Risposta breve. Comincia gratis, con un pad, su un canto. Nessun investimento, nessuna prova in più e nessun cambiamento nel modo in cui il team già suona.

Il pad è lo strumento di produzione con la barriera d’ingresso più bassa a disposizione di un team di lode. A differenza dei track, non cambia nulla di quello che la band già fa.

Settimana 1 — un canto

Scegli un canto del repertorio, meglio se lento. Trova la tonalità, avvia il pad all’inizio e lascialo andare fino alla fine.

È tutto. Nessuno deve provare qualcosa di diverso.
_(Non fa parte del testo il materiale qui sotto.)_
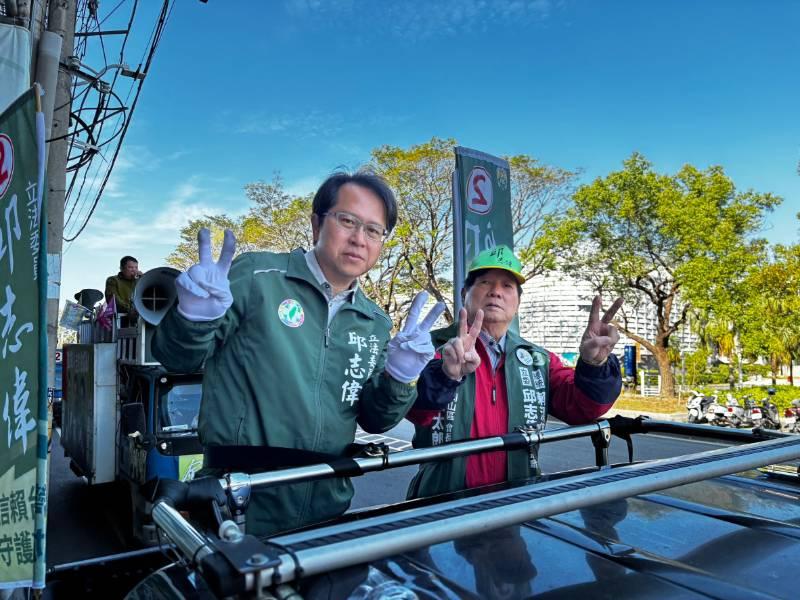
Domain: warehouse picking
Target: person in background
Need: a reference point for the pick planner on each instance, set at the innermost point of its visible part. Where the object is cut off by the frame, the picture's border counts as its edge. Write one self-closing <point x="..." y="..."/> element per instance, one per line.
<point x="295" y="354"/>
<point x="122" y="285"/>
<point x="486" y="380"/>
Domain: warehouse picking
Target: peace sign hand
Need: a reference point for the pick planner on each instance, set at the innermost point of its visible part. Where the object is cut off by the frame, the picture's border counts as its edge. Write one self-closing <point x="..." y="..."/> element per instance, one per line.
<point x="459" y="357"/>
<point x="204" y="293"/>
<point x="411" y="349"/>
<point x="600" y="336"/>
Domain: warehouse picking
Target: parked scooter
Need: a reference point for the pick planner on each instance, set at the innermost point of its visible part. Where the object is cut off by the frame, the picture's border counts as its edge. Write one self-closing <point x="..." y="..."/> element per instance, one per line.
<point x="753" y="416"/>
<point x="769" y="411"/>
<point x="697" y="406"/>
<point x="734" y="412"/>
<point x="791" y="417"/>
<point x="716" y="413"/>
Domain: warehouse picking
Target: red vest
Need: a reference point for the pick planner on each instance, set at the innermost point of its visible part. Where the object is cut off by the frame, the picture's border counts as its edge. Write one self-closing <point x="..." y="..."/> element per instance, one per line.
<point x="490" y="418"/>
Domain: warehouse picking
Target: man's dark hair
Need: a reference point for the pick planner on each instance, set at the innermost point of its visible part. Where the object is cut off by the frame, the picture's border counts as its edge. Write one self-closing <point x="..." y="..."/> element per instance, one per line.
<point x="472" y="276"/>
<point x="124" y="261"/>
<point x="327" y="194"/>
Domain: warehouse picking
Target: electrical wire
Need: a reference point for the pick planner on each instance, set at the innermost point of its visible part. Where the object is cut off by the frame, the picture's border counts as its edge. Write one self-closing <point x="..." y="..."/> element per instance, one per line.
<point x="83" y="162"/>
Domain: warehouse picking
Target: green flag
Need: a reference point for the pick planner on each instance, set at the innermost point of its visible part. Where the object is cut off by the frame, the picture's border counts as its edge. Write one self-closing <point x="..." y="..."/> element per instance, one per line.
<point x="481" y="209"/>
<point x="23" y="346"/>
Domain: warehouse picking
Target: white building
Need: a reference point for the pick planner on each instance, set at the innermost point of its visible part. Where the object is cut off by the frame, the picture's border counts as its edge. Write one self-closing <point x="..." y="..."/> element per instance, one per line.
<point x="555" y="310"/>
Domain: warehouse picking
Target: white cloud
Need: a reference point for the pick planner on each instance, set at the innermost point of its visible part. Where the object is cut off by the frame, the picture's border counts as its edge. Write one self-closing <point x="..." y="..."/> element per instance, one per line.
<point x="313" y="123"/>
<point x="420" y="20"/>
<point x="131" y="228"/>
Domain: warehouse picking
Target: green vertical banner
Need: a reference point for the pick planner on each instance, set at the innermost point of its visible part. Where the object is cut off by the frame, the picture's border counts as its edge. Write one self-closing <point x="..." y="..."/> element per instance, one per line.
<point x="481" y="209"/>
<point x="23" y="346"/>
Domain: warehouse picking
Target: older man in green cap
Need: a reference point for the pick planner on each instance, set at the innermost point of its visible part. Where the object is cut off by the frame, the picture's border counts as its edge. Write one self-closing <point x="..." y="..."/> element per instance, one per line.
<point x="486" y="380"/>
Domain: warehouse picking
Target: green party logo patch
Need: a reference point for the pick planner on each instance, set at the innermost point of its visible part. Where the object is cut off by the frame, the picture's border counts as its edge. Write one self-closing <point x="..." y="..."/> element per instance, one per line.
<point x="291" y="313"/>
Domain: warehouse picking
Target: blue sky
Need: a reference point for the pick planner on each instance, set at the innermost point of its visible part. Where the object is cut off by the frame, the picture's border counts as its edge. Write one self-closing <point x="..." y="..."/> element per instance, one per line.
<point x="240" y="90"/>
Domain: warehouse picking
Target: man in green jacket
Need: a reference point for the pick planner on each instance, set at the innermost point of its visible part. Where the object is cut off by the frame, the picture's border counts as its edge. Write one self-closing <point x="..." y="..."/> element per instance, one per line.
<point x="490" y="381"/>
<point x="121" y="286"/>
<point x="295" y="354"/>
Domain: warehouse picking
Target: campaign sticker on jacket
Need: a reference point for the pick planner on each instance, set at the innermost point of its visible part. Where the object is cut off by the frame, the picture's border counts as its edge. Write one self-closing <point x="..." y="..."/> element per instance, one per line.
<point x="291" y="313"/>
<point x="524" y="357"/>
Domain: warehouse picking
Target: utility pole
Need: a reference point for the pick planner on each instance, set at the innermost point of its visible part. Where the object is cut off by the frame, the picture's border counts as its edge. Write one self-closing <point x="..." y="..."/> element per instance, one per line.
<point x="60" y="21"/>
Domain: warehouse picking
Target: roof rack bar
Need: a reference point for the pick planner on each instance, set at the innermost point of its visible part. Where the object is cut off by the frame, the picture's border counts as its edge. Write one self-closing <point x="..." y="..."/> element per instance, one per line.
<point x="512" y="441"/>
<point x="323" y="549"/>
<point x="711" y="431"/>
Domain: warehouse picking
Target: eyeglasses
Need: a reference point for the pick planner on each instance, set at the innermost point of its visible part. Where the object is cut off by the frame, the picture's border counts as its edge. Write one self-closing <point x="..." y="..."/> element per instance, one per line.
<point x="373" y="231"/>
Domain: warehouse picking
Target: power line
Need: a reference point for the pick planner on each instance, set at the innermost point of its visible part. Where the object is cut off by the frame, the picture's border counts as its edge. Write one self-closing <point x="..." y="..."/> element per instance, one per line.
<point x="139" y="76"/>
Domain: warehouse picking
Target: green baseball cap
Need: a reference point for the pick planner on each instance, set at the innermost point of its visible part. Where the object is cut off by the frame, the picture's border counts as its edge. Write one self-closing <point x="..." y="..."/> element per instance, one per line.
<point x="499" y="257"/>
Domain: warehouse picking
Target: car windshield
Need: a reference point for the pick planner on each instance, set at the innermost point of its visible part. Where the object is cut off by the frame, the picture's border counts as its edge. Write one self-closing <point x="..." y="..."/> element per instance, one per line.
<point x="178" y="408"/>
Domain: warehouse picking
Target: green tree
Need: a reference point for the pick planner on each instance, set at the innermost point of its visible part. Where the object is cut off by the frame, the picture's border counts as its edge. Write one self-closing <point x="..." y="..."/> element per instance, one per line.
<point x="667" y="241"/>
<point x="276" y="221"/>
<point x="771" y="320"/>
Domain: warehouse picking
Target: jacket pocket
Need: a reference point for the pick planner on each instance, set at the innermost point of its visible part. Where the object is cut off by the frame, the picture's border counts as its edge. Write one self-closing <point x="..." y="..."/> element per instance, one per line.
<point x="238" y="441"/>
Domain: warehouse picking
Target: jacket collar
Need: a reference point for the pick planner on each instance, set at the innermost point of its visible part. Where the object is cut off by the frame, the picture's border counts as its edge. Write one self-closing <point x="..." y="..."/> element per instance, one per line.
<point x="298" y="269"/>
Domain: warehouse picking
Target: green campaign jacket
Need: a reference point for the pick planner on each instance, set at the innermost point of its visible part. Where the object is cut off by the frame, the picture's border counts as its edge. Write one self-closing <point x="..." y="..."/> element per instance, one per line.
<point x="450" y="475"/>
<point x="277" y="374"/>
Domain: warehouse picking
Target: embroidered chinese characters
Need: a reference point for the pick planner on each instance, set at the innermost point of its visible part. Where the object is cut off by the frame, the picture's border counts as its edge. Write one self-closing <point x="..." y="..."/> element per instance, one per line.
<point x="361" y="365"/>
<point x="443" y="431"/>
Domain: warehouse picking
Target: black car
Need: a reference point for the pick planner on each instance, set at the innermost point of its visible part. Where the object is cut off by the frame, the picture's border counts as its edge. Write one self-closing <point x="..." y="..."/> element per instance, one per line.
<point x="710" y="525"/>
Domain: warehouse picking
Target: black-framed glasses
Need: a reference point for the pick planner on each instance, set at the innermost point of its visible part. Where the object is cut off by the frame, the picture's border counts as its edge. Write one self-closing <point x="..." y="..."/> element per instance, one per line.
<point x="373" y="231"/>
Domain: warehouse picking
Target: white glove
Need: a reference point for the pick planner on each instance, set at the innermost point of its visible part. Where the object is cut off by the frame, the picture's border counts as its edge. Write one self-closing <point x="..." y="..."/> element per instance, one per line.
<point x="204" y="293"/>
<point x="411" y="349"/>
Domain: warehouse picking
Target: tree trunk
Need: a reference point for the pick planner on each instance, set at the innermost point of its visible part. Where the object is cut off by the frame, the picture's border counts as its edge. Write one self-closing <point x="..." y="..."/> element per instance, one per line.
<point x="667" y="380"/>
Settimana 2 — le transizioni

Questa volta non fermare il pad tra i canti: tocca la tonalità del successivo. È qui che il team nota davvero la differenza — il culto smette di avere buchi.

Settimana 3 — tutto il culto

Estendilo all’apertura, alla preghiera e al ministero. Durante il ministero tieni la tonalità del canto precedente a volume molto basso.

Settimana 4 — organizzare

Quando è diventato naturale, costruisci la lista con pad e tonalità per ogni canto. La gestione smette così di dipendere da chi tiene in mano il telefono.

Quanto costa

Puoi cominciare senza pagare nulla: ci sono pad gratuiti, e su di essi tutte le 24 tonalità sono già disponibili — maggiori e minori. Il piano a pagamento apre la libreria completa e le funzioni da palco, ma nulla di ciò serve per la prima domenica.

Prezzo e periodo di prova compaiono dentro l’app e variano da paese a paese.

Chi lo gestisce

All’inizio chi già si occupa dell’audio, o il musicista stesso. Quando diventa routine vale la pena avere qualcuno dedicato — ma è una conseguenza, non un prerequisito.